Question

The area of cross section of the large piston in a hydraulic machine is 1m² and that of small piston is 0.5m².calculate the force that must be applied on the small piston to lift a load of 1000N on the large piston

Answer 1

Answer:

The force that must be applied on the small piston has a magnitude of 500 newtons.

Step-by-step explanation:

By Pascal's Principle, we know that pressure within any point of a closed hydraulic system is the same. Hence, the hydraulic machine can be described by the following model:

$\frac{F_{1}}{A_{1}} = \frac{F_{2}}{A_{2}}$ (1)

Where:

$F_{1}, F_{2}$ - Forces applied on the small and large pistons, in newtons.

$A_{1}, A_{2}$ - Areas of the small and large pistons, in square meters.
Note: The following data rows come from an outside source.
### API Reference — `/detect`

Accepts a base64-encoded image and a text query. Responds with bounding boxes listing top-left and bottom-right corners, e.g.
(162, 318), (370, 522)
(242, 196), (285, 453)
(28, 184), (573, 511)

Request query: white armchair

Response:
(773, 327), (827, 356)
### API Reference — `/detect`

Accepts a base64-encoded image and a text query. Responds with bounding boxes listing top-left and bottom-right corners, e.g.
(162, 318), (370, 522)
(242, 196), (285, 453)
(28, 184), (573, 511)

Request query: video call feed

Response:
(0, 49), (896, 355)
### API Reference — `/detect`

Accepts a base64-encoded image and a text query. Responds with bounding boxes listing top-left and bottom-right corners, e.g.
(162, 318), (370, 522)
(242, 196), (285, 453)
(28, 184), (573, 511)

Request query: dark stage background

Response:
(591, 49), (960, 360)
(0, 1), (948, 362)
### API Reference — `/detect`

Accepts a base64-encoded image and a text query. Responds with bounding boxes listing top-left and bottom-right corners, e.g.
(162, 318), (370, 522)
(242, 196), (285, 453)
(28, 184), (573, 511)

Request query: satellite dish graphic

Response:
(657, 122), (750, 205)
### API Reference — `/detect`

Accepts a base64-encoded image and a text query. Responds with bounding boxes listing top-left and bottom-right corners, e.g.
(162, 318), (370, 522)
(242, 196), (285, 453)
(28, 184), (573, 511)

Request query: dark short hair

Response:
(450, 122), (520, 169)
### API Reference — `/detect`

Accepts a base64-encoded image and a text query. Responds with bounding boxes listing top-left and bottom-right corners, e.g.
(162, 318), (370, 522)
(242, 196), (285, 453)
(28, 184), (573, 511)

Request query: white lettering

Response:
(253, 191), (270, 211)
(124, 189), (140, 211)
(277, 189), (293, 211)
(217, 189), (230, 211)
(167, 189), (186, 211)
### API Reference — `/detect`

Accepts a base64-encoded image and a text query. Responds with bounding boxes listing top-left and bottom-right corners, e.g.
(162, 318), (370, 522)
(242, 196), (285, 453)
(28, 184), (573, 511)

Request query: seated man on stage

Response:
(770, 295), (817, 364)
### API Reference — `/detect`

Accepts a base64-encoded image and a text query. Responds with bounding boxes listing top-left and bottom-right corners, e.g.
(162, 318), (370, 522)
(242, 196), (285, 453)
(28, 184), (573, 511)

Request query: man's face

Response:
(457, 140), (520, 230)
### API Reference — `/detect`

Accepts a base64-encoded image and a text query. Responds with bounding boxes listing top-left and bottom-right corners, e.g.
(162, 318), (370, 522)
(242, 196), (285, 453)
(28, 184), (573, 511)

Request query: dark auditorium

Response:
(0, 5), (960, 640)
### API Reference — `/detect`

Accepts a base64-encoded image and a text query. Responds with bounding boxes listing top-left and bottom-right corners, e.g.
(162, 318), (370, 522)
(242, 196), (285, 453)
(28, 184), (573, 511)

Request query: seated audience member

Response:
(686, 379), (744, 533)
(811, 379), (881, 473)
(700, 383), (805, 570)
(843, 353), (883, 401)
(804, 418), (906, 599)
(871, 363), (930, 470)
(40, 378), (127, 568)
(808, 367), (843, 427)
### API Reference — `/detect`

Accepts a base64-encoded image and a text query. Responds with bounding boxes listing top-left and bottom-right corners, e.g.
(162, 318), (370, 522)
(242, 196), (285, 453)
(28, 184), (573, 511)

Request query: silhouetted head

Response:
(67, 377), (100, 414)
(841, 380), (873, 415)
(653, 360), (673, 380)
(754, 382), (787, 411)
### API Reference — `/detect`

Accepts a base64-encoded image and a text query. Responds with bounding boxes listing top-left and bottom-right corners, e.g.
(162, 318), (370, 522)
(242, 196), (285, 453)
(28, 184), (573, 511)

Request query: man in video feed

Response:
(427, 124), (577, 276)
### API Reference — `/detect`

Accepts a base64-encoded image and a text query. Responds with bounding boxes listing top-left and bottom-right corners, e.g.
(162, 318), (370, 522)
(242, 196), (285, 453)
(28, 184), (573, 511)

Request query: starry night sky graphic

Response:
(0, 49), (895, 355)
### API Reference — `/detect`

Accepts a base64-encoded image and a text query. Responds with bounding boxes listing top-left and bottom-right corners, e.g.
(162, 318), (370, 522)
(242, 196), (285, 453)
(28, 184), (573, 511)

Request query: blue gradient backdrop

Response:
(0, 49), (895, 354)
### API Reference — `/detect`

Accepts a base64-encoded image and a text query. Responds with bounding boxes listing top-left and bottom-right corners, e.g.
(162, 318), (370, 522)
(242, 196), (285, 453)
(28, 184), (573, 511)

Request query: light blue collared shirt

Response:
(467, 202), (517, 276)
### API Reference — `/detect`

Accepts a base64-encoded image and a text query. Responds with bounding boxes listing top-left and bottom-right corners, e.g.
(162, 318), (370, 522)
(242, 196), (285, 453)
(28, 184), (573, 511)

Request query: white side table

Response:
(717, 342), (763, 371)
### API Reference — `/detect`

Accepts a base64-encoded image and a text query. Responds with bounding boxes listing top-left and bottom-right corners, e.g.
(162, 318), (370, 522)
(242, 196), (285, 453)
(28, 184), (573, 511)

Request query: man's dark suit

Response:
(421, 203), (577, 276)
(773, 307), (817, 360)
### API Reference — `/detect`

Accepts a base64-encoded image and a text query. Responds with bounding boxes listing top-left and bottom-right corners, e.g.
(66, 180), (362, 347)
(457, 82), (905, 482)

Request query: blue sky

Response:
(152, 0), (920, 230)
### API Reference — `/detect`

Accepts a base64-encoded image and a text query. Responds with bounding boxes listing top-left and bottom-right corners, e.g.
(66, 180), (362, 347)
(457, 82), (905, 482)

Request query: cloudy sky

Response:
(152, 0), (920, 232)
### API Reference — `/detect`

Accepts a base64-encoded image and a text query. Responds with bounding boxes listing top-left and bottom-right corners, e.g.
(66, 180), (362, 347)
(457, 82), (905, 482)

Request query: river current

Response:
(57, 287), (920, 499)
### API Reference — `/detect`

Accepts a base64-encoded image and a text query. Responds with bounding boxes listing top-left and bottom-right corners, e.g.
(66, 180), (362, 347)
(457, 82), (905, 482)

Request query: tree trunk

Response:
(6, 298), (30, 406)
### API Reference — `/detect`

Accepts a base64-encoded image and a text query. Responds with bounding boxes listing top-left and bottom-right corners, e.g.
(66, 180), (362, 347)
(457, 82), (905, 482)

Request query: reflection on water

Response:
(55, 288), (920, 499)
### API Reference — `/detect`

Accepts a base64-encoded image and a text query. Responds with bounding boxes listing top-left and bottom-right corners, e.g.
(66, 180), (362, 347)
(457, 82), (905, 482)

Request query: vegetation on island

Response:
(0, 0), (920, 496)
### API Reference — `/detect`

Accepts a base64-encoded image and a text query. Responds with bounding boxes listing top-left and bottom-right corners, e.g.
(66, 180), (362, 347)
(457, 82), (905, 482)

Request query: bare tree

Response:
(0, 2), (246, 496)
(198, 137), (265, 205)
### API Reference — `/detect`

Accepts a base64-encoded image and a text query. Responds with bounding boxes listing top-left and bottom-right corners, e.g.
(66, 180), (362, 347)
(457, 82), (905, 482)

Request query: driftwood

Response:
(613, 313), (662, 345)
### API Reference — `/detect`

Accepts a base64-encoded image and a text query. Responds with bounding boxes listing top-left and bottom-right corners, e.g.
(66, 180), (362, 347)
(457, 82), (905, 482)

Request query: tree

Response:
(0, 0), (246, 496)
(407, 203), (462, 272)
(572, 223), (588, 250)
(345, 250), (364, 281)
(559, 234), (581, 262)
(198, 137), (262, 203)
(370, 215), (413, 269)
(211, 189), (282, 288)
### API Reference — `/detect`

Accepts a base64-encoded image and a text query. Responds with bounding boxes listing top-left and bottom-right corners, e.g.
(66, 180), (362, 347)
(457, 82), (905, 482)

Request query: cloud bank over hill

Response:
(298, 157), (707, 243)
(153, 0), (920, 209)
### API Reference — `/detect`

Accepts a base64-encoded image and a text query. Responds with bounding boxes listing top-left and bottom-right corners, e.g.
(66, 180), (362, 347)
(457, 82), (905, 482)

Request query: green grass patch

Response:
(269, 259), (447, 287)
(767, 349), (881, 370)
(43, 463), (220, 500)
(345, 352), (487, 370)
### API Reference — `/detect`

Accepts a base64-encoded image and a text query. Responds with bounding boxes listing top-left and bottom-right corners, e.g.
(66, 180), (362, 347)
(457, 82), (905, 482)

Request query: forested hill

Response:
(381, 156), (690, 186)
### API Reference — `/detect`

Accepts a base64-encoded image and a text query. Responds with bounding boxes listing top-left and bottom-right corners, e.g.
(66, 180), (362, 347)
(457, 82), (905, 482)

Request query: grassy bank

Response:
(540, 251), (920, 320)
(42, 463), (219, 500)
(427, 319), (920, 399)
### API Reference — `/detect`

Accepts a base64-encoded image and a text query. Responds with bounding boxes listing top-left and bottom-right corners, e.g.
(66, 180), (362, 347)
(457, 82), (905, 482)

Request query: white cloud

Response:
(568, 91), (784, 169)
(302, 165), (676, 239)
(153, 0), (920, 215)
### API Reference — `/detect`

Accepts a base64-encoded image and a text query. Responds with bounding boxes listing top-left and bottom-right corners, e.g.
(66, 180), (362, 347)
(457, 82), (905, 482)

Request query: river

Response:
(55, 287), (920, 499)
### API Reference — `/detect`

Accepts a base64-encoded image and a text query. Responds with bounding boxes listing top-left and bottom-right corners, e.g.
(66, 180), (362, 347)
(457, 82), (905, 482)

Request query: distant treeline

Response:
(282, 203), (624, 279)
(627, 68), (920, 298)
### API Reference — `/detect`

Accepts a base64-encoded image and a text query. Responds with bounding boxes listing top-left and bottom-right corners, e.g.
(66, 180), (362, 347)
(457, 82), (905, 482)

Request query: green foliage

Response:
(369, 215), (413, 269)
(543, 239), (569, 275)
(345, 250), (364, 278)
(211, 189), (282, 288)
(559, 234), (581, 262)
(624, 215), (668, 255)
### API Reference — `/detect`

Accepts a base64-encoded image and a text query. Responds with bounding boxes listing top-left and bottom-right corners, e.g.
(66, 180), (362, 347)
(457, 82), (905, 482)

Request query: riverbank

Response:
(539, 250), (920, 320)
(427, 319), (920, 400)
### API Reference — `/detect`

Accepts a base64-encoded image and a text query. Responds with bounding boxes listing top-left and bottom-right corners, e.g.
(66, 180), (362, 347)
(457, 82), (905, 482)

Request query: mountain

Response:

If we know that $A_{1} = 0.5\,m^{2}$, $A_{2} = 1\,m^{2}$ and $F_{2} = 1000\,N$, then the force to be applied on the small piston is:

$F_{1} = \left(\frac{A_{1}}{A_{2}} \right)\cdot F_{2}$

$F_{1} = \left(\frac{0.5\,m^{2}}{1\,m^{2}} \right)\cdot (1000\,N)$

$F_{1} = 500\,N$

The force that must be applied on the small piston has a magnitude of 500 newtons.